I finally decided I was sick of trying to keep this stoopid thing under wraps, mainly because I feel the need to Moan, and also I get more done when I have to Blog about it. So in a nutshell, I have to write something coherant about using a Stanley #55 Universal Combination plane. I said I'd do it, in a moment of weakness, and eventually a working example of same was assembled chez Alf. Well I say "working"...
This is the crankiest, low down, most evil-minded, sonofa... Ha hum. What I mean is - It's the worst example of a combination plane I've ever used.
It's already had a complete body swap because the original had the fence rod holes bored out of true, the fence has to be virtually bent to get it parallel to the skates, a spur cutter had to be sent from over the ocean, turned out to be for the wrong side and still needed to be filed to fit, the fence face was upside down, etc, etc. I've always felt a little superior to folks who say they need to use pliers to get the thumbscrews tight enough on their combi to stop the fence moving. I apologise unreservedly - this monstrosity is one such plane.
Just today I discovered the shoe thing that fits on the auxilary centre bottom doesn't - until I filed the bolt hole. Ack, and I've only got so far as doing the basics of ploughing, dadoing, T&G and beading. Norm knows what'll happen when I get to the tricky stuff - which is next...
I'm assuming this is simply One Of Those Planes and that other examples of its breed are merely just finicky. But to all those combination haters out there - if you got one like this bastard, well you have my every sympathy and I can see exactly where you're coming from. Do yourself a favour and get yourself a Record #043 toot sweet; it might help with the traumatic flashbacks.
We have a sort of saying/shorthand in our family, when someone really wants a certain thing for ages and ages.
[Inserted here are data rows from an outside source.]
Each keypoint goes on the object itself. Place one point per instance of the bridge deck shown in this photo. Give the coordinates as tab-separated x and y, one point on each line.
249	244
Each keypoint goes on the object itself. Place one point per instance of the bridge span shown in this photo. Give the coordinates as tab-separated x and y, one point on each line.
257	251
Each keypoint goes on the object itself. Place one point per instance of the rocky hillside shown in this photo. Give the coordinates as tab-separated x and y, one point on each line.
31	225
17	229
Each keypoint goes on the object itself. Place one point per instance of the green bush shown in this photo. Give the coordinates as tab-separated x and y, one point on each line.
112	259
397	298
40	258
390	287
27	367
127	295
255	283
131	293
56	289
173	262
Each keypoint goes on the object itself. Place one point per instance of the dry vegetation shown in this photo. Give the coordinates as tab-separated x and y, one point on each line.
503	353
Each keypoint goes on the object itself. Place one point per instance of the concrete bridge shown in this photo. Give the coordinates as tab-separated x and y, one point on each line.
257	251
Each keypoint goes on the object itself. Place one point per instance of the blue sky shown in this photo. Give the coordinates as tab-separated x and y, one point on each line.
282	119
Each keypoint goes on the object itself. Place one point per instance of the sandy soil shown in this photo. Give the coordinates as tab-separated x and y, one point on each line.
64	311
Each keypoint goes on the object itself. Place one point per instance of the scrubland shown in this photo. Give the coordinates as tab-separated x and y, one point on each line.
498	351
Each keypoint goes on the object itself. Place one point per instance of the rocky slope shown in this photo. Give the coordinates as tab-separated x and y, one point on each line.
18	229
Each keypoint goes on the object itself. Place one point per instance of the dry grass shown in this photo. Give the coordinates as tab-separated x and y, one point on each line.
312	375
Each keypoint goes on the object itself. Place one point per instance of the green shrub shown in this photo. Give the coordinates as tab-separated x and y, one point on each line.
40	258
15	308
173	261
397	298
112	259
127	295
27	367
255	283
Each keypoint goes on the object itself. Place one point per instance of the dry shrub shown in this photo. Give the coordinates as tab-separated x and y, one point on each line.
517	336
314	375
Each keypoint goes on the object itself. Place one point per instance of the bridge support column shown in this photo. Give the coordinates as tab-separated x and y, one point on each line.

We say it's their rocking chair. Somewhere in family history or something must be a tale of someone who longed for a rocking chair, but when they finally got one it turned out to be a terrible disappointment and not nearly as satisfying as the anticipation of the chair. The latter, of course, now gone forever. For a while now, as I drooled and begged for one month after month, year after year, the #55 has been understood to be my rocking chair - and, oh woe is me, so it is proving to be.